As autonomous agents become increasingly deployed across diverse operational contexts, aligning their behavior with human intent poses a significant challenge. This necessitates reward functions that are robust to environmental changes rather than overfitting to a single context. Inverse reinforcement learning (IRL) offers a principled way to infer these objectives from human feedback. However, existing analyses of optimal teaching methods for IRL primarily focus on single-environment, demonstration-only settings, leaving underexplored how heterogeneous feedback modalities and environment dynamics jointly constrain reward functions that generalize across multiple environments.
We first analyze how different feedback modalities constrain rewards, showing that, in the unlimited-data regime, comparisons impose strictly stronger global constraints than other modalities.
Beyond this theoretical analysis, we introduce a hierarchical machine teaching algorithm for reward learning that operates across multiple MDPs. The algorithm first greedily selects informative environments that expose complementary reward constraints, then strategically queries low-cost feedback within those environments.
Empirically, our method achieves substantially lower regret and stronger generalization to held-out environments than uniform teaching baselines under identical feedback budgets, demonstrating the importance of multi-environment, multi-modal teaching for learning dynamics-robust reward functions.

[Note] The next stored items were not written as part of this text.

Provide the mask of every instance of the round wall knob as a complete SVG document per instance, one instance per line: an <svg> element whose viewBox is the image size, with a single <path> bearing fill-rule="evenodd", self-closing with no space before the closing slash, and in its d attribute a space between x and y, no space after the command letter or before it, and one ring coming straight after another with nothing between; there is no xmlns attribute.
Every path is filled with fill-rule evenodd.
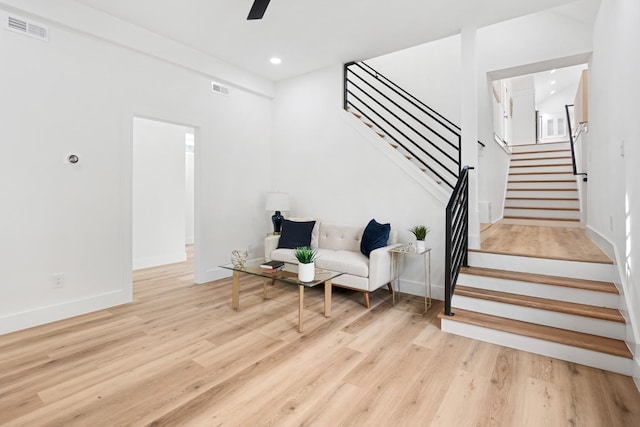
<svg viewBox="0 0 640 427"><path fill-rule="evenodd" d="M69 155L69 163L76 164L79 161L80 161L80 158L78 156L76 156L75 154L70 154Z"/></svg>

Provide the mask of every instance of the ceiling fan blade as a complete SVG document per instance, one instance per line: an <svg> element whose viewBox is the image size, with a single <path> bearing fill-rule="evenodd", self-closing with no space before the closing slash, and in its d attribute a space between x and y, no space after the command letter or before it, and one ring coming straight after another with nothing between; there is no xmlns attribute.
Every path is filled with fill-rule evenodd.
<svg viewBox="0 0 640 427"><path fill-rule="evenodd" d="M267 6L269 6L270 1L271 0L254 0L253 6L251 6L251 10L249 11L249 16L247 16L247 19L262 19L262 16L267 10Z"/></svg>

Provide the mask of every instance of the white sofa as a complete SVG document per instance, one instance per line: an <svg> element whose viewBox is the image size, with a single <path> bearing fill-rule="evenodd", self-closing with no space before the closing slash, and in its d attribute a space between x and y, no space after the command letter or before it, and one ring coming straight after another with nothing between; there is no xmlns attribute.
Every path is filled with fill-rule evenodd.
<svg viewBox="0 0 640 427"><path fill-rule="evenodd" d="M367 258L360 252L360 241L364 227L326 224L316 221L311 234L311 247L317 250L315 265L345 274L332 280L332 284L360 291L364 295L364 304L369 304L369 292L387 285L391 287L391 254L389 249L395 244L397 233L392 229L388 246L375 249ZM265 258L283 261L286 264L298 264L293 249L278 249L280 236L267 236L264 242ZM295 271L295 270L294 270Z"/></svg>

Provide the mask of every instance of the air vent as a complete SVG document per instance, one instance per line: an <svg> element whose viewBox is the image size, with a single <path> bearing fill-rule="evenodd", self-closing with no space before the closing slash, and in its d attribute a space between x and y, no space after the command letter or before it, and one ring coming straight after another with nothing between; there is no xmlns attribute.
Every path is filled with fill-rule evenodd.
<svg viewBox="0 0 640 427"><path fill-rule="evenodd" d="M14 33L24 34L25 36L35 37L39 40L49 41L49 28L33 21L18 16L8 16L7 29Z"/></svg>
<svg viewBox="0 0 640 427"><path fill-rule="evenodd" d="M211 82L211 92L219 95L229 96L229 88L222 86L220 83Z"/></svg>

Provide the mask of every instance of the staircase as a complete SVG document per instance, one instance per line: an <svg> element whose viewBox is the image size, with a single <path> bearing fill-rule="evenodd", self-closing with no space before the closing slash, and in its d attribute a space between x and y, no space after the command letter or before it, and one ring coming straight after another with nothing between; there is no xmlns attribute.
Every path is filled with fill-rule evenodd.
<svg viewBox="0 0 640 427"><path fill-rule="evenodd" d="M631 375L613 264L470 251L469 265L443 331Z"/></svg>
<svg viewBox="0 0 640 427"><path fill-rule="evenodd" d="M581 226L569 142L512 147L503 223Z"/></svg>

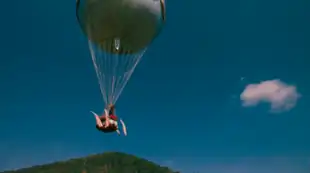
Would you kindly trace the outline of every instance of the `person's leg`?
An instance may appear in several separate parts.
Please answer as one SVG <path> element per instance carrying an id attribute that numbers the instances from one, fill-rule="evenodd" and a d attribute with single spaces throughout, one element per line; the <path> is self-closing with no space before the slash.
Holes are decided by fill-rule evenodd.
<path id="1" fill-rule="evenodd" d="M 97 125 L 98 127 L 102 127 L 102 126 L 103 126 L 103 124 L 102 124 L 102 122 L 101 122 L 101 120 L 100 120 L 99 116 L 98 116 L 95 112 L 93 112 L 93 111 L 91 111 L 91 113 L 93 113 L 93 114 L 94 114 L 94 116 L 95 116 L 95 119 L 96 119 L 96 125 Z"/>
<path id="2" fill-rule="evenodd" d="M 118 135 L 121 135 L 121 132 L 117 129 L 116 130 L 116 133 L 118 134 Z"/>
<path id="3" fill-rule="evenodd" d="M 122 119 L 120 119 L 120 122 L 122 124 L 122 128 L 123 128 L 123 133 L 125 136 L 127 136 L 127 129 L 126 129 L 126 125 L 124 123 L 124 121 Z"/>
<path id="4" fill-rule="evenodd" d="M 110 118 L 110 125 L 111 125 L 111 126 L 117 127 L 117 121 L 112 120 L 112 119 Z"/>
<path id="5" fill-rule="evenodd" d="M 99 127 L 103 127 L 102 121 L 100 120 L 99 116 L 95 116 L 96 118 L 96 125 L 98 125 Z"/>
<path id="6" fill-rule="evenodd" d="M 112 120 L 112 121 L 113 121 L 113 126 L 115 126 L 115 128 L 117 129 L 117 130 L 116 130 L 117 134 L 118 134 L 118 135 L 121 135 L 121 132 L 119 131 L 119 128 L 118 128 L 118 123 L 117 123 L 117 121 L 115 121 L 115 120 Z"/>
<path id="7" fill-rule="evenodd" d="M 99 131 L 102 131 L 102 127 L 99 127 L 97 124 L 96 124 L 96 129 Z"/>
<path id="8" fill-rule="evenodd" d="M 110 118 L 110 126 L 109 127 L 113 128 L 113 129 L 118 129 L 117 122 Z"/>

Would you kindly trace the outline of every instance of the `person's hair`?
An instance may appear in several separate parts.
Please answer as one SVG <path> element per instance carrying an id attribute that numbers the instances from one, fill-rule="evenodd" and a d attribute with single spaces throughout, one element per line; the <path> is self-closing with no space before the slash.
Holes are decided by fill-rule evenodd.
<path id="1" fill-rule="evenodd" d="M 110 106 L 110 113 L 113 115 L 115 114 L 115 106 L 114 105 Z"/>

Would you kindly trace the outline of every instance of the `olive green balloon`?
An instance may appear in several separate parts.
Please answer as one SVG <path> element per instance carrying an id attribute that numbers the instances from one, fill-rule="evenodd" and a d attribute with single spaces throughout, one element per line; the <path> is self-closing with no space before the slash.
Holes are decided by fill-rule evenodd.
<path id="1" fill-rule="evenodd" d="M 77 0 L 82 31 L 108 53 L 131 54 L 145 49 L 160 32 L 163 0 Z"/>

Blogger's Review: This paper provides an innovative machine teaching algorithm through a deep analysis of multi-environment and multi-modal feedback, showcasing its potential in reward learning. It presents new insights for future applications of autonomous agents in complex environments, especially where adherence to human intent is crucial. The empirical results highlight the significance of effective feedback selection strategies, warranting further exploration and application.